Listen. The book itself is a collection of memoirs of girls that were
born while they parents were on an acid trip or just blew marines by
platoons in a free-love anti-war frenzy. (You know, all these pot-heads
never gave birth to boys, so feminist editor shouldn't really bother about
opposite sex experience. God save the Queen).
Anyway, all these young and sublime creatures with pies instead of
pencils were without their written consent (which as we know is a
pre-requisite for baptizing or circumcision) brought up on natural-food
only diet in grass-reach Pennsylvania wilderness. Don't smile, you
misogynistic pigs, it's really traumatic.
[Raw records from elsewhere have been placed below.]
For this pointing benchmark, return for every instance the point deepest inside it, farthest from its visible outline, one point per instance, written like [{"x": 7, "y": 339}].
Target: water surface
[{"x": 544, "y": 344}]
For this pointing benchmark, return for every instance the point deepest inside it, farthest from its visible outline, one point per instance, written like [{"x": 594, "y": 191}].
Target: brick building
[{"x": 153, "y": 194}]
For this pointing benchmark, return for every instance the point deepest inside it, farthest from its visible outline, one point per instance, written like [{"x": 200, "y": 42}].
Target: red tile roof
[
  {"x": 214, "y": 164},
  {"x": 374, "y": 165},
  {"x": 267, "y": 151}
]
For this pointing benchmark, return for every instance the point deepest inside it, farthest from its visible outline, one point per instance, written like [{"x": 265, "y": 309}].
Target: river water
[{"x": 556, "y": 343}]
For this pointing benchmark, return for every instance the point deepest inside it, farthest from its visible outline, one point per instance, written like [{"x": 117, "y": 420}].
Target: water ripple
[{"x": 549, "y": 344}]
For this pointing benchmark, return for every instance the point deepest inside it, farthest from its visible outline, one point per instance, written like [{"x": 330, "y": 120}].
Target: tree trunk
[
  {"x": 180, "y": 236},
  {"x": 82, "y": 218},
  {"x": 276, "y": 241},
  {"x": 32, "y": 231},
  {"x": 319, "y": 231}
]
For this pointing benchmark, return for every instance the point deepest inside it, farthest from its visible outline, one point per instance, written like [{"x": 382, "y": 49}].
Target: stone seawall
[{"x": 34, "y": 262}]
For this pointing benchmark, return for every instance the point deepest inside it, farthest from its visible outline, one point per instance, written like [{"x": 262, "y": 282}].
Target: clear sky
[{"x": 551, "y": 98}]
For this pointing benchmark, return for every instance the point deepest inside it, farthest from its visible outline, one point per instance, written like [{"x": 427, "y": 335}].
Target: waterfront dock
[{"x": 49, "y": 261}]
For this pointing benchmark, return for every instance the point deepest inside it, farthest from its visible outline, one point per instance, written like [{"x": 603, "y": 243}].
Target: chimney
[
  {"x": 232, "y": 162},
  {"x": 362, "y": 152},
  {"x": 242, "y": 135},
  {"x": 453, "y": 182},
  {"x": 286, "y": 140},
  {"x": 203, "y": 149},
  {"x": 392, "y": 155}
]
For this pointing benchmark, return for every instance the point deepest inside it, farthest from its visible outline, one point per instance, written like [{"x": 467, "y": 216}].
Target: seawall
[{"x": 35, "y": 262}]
And that's the main reason why Moon Zappa wrote a foreword to this
collection of a 'Calvin'-next-two-hitch-hikers' progeny' life stories.
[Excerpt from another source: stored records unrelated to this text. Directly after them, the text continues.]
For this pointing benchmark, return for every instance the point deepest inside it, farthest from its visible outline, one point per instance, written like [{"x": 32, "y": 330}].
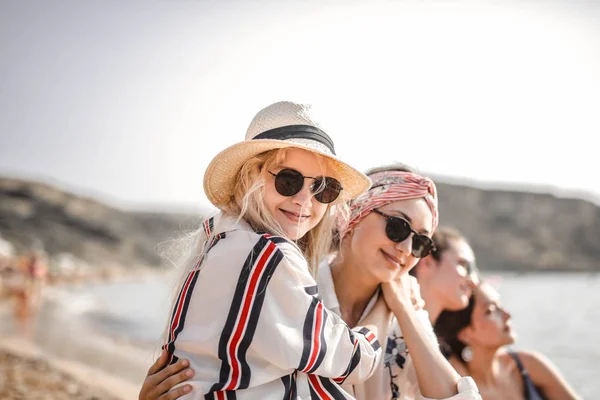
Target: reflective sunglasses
[
  {"x": 398, "y": 230},
  {"x": 288, "y": 182}
]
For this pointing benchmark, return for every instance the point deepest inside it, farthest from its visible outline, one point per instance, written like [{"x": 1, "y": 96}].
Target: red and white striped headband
[{"x": 387, "y": 187}]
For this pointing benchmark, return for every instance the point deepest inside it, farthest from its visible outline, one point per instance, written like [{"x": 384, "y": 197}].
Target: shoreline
[{"x": 61, "y": 356}]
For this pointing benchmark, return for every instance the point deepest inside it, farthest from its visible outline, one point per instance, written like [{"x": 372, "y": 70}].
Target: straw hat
[{"x": 280, "y": 125}]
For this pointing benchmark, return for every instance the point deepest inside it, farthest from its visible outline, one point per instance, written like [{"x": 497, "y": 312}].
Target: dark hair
[
  {"x": 449, "y": 324},
  {"x": 442, "y": 238}
]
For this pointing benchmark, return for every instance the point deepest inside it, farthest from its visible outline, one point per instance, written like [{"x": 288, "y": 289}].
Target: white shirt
[
  {"x": 249, "y": 320},
  {"x": 396, "y": 373}
]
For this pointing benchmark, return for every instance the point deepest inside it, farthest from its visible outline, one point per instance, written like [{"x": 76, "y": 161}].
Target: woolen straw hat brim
[{"x": 280, "y": 125}]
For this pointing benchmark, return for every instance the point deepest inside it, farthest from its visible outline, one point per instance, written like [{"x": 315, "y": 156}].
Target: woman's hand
[
  {"x": 402, "y": 292},
  {"x": 160, "y": 380}
]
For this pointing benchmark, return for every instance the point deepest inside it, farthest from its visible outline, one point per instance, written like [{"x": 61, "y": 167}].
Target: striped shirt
[
  {"x": 395, "y": 377},
  {"x": 249, "y": 319}
]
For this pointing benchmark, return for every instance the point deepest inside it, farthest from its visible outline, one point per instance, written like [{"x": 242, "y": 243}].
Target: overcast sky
[{"x": 128, "y": 101}]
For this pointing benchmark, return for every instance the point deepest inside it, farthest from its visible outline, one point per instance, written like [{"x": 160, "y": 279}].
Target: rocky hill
[{"x": 509, "y": 230}]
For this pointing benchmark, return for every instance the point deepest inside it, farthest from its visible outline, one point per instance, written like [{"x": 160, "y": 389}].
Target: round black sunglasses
[
  {"x": 398, "y": 230},
  {"x": 288, "y": 182}
]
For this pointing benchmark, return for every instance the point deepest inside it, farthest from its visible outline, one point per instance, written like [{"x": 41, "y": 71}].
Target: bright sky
[{"x": 129, "y": 101}]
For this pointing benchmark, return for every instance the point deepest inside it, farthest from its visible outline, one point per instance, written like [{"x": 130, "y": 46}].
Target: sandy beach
[{"x": 64, "y": 359}]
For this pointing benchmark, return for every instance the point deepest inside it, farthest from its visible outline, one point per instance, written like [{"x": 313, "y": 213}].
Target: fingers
[
  {"x": 174, "y": 380},
  {"x": 166, "y": 373},
  {"x": 177, "y": 393},
  {"x": 159, "y": 364}
]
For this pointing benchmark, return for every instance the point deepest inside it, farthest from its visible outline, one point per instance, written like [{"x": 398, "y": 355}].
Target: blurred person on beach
[
  {"x": 248, "y": 315},
  {"x": 448, "y": 275},
  {"x": 389, "y": 228},
  {"x": 478, "y": 337}
]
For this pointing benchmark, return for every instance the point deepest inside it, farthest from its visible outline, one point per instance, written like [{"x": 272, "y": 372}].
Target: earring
[{"x": 467, "y": 353}]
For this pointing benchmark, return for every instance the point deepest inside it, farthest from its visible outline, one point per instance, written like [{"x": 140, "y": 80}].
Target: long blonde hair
[{"x": 247, "y": 203}]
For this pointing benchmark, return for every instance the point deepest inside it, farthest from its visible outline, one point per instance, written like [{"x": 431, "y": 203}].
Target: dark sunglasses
[
  {"x": 288, "y": 182},
  {"x": 398, "y": 230}
]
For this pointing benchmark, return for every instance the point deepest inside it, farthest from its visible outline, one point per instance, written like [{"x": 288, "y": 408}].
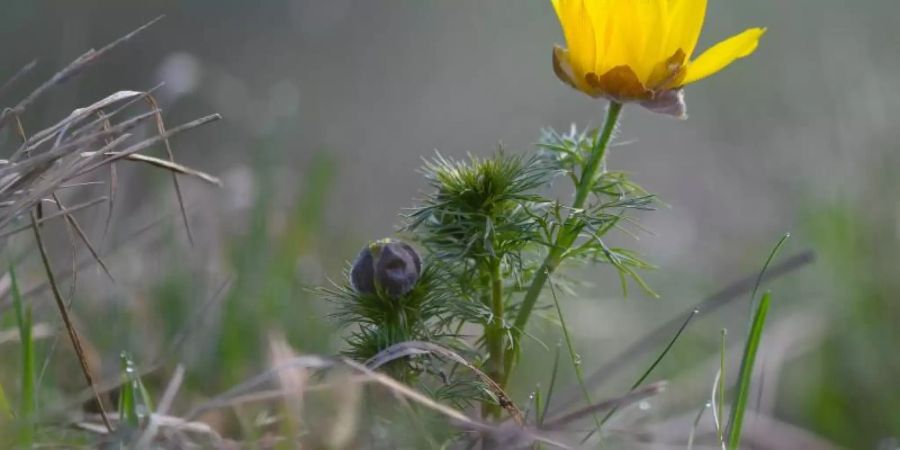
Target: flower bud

She just feels like being the same helpless little one evilly used as a
pavlov's-dog in an unhappy anthropological experiment of her vanguard
but selfish parents. Take a five, sister.
Despite even the fact that "Were we hippies? My dad hated granola and
tofu. In fact, he willfully ate Hormeli chili from the can and
plump-when-you-cook-em' meat hot dogs, which he skewered on a fork and
cooked over an open gas burner on our kitchen stove, like a home-owning
hobo. No one was Oming in my house and pachouli and drugs were forbidden.
The pure hit of reality was the high we were riding."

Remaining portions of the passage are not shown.